I went to hunt EXPO web page and saw the draw odds. Hope all you guys that put in your hard earned cash are lucky! Most of you should take a look at the odds and then reconsider putting in. .......................................... This will help my odds. :O—–-:


----------



## blackdog (Sep 11, 2007)

Bowdacious said:


> I'm with HJB on this one. I will be putting into the draw because it gives me a chance to possibly draw a tag that will take me 20 years with the DWR. I see it as MORE opportunity to hunt. I may not draw....but I know for sure I won't draw if I don't apply.
> 
> As for where the money goes....I don't know and who cares? I wish it would go into conservation but I know, up front, that SFW is a private organization and what they do with their money is their business. Nobody asks Sportsman's Warehouse or Cabela's what they spend their money on. If the money doesn't go to conservation then I'm never shopping there again. WRONG, it is their money and they can do with it what they want. I see SFW as a big company. It is what it is! Plus, you say the tags are taken from the public...well,* they are going back to the public as well. We all have a chance to apply for a tag resident and non-resident alike. *
> 
> If I understand correctly, Drawing a tag with SFW doesn't effect your points with DWR. You can't draw a tag that year with DWR but the following year you are back to the rat race as usual.


Are you kidding me.
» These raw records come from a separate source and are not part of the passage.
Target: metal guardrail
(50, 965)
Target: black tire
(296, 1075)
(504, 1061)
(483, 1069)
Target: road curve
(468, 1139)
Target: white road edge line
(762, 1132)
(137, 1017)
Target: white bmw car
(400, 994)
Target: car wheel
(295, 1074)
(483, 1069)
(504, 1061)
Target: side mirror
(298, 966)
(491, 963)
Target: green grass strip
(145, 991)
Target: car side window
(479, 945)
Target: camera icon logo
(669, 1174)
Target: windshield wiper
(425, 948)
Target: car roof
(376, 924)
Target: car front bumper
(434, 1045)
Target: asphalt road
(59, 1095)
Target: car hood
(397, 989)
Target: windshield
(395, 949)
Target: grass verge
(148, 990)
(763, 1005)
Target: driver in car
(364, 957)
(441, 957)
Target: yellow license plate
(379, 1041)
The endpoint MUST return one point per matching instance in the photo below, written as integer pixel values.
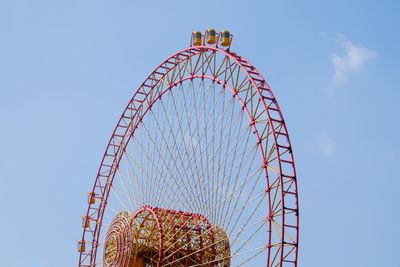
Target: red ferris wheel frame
(257, 100)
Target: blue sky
(67, 69)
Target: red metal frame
(137, 108)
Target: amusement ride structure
(199, 170)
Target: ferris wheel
(199, 170)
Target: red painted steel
(132, 117)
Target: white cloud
(326, 144)
(352, 61)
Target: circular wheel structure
(199, 170)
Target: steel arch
(257, 100)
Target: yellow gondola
(211, 36)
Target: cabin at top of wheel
(211, 37)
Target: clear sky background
(68, 68)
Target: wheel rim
(212, 141)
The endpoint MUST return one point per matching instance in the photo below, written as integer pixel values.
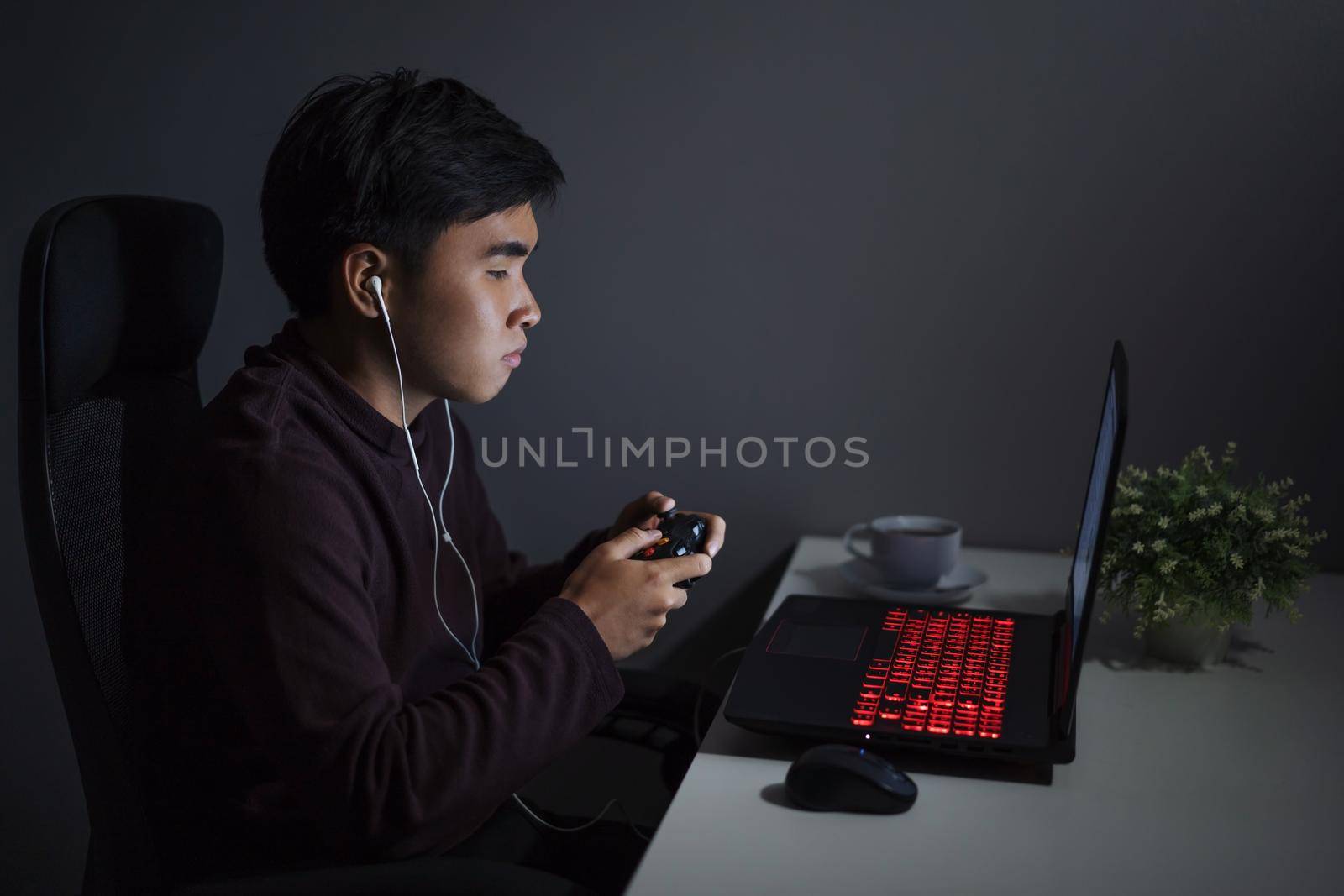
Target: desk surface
(1213, 781)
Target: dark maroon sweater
(296, 696)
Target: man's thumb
(632, 540)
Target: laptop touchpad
(824, 642)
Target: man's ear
(358, 265)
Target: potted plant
(1189, 553)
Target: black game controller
(682, 533)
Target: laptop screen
(1092, 530)
(1090, 526)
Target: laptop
(961, 680)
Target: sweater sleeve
(293, 634)
(512, 590)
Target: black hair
(393, 163)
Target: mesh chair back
(116, 298)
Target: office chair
(116, 298)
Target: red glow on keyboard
(940, 672)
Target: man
(324, 672)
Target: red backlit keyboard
(938, 672)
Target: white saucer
(953, 587)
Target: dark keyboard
(938, 671)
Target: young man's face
(470, 309)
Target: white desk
(1222, 781)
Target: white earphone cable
(438, 524)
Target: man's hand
(643, 513)
(628, 600)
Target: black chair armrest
(656, 714)
(437, 875)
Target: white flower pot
(1189, 645)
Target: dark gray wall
(918, 224)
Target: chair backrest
(116, 298)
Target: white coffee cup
(911, 551)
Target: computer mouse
(846, 778)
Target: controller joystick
(682, 533)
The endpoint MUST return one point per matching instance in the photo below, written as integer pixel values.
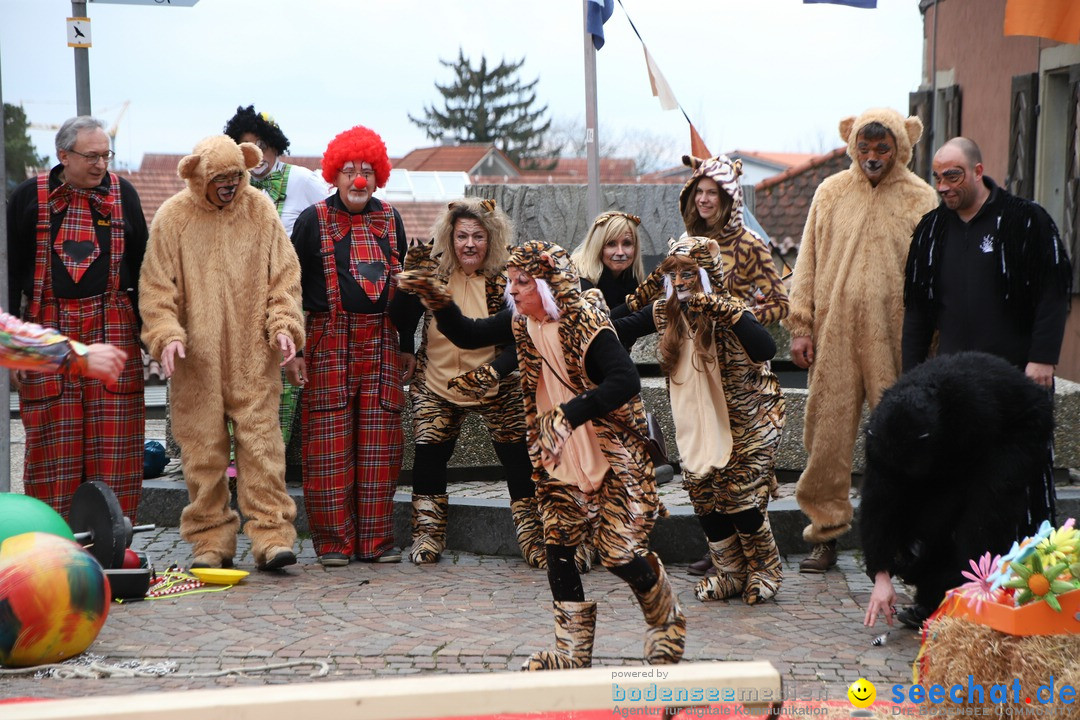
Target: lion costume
(847, 296)
(226, 283)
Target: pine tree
(488, 105)
(19, 152)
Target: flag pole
(592, 140)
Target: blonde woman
(610, 259)
(468, 256)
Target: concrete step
(154, 398)
(484, 526)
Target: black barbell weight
(99, 525)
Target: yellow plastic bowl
(219, 575)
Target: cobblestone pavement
(467, 614)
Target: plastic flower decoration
(1035, 582)
(977, 589)
(1018, 553)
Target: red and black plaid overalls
(351, 409)
(78, 429)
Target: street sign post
(163, 3)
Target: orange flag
(1057, 19)
(698, 148)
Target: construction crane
(111, 132)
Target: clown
(76, 241)
(220, 300)
(351, 247)
(469, 256)
(581, 393)
(847, 309)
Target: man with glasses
(291, 188)
(351, 246)
(76, 240)
(220, 298)
(846, 309)
(987, 271)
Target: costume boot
(763, 561)
(575, 627)
(529, 531)
(429, 528)
(730, 578)
(665, 639)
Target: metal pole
(932, 135)
(4, 383)
(81, 66)
(592, 139)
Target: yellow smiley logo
(862, 693)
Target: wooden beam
(435, 695)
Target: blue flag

WTH is the matter with you? By your logic, it would be cool if I went down to the DWR office and some how talked them into giving me 200 PUBLIC tags to kill PUBLIC animals, raffel those tags off and keep the money for myself. Comparing Sportsmenswarehouse & Cabelas to SFW is............sorry, but it's stupid. It's not their money, It's OUR money. SFW is making $$$ of a PUBLIC resource and not telling us what they are spending it on.


----------



## blackdog (Sep 11, 2007)

BTW, I'm no fool, as long as SFW has those tags, I'm putting in for them but if the DWR took them back and put them in the regular draw, that would be fine by me.


----------



## Bowdacious (Sep 16, 2007)

blackdog said:


> Bowdacious said:
> 
> 
> > I'm with HJB on this one. I will be putting into the draw because it gives me a chance to possibly draw a tag that will take me 20 years with the DWR. I see it as MORE opportunity to hunt. I may not draw....but I know for sure I won't draw if I don't apply.
> ...


*#1* I think it's funny that you still think it's YOUR money. Once you gave it over to SFW and paid for a service (chance of winning a tag) it is not YOUR money any more but THEIR money. Just like if you buy something at Cabela's or Sports....you bought something so it is no longer YOUR money, it is THEIR money. If you don't want YOUR money to become THEIR money then there is an easy solution.....don't buy what they are offering.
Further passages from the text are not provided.